Hay más conflictos y problemas que se sumarán a estos en los próximos días, semanas y meses, y no va a ser el menor de ellos el tener que liderar un gobierno sostenido por fuerzas tan dispares. Pero no conviene desdeñar lo que va a suponer gobernar en un periodo de polarización brutal entre izquierdas y derechas, con la mayoría de las autonomías decididas a iniciar la pelea de la financiación, y con la derecha controlando la mayor parte de las regiones y de las grandes ciudades perjudicadas por las concesiones fiscales y presupuestarias de Sánchez al independentismo.
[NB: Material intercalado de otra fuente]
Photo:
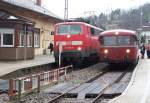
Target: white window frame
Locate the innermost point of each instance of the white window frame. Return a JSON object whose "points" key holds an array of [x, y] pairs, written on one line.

Y por último, está la oposición del tercer poder del Estado –el judicial– dispuesto a afilar sus armas para hacer fracasar la legislatura de Sánchez. La guerra institucional que va a suponer la aplicación práctica de la amnistía –no digamos si el Gobierno acaba dejándose arrastrar a la pulsión vengativa de la lawfare contra los jueces– va a ser, sin duda, el factor más difícil de torear por un Gobierno cuyas veleidades con el poder judicial no gustan mucho en Europa.

Esta es, muy en resumidas cuentas, la situación a la que se enfrentará el superviviente Sánchez desde el día después de la investidura y durante los 1.400 días que le siguen hasta completar la legislatura. ¿Completarla? Es una forma de hablar. Sánchez ha desatado fuerzas difíciles de controlar, tanto entre sus aliados como entre sus adversarios. De su extraordinaria pericia para la supervivencia y el cambalache depende una legislatura que –solo horas después de la fumata blanca– se percibe ya descompuesta.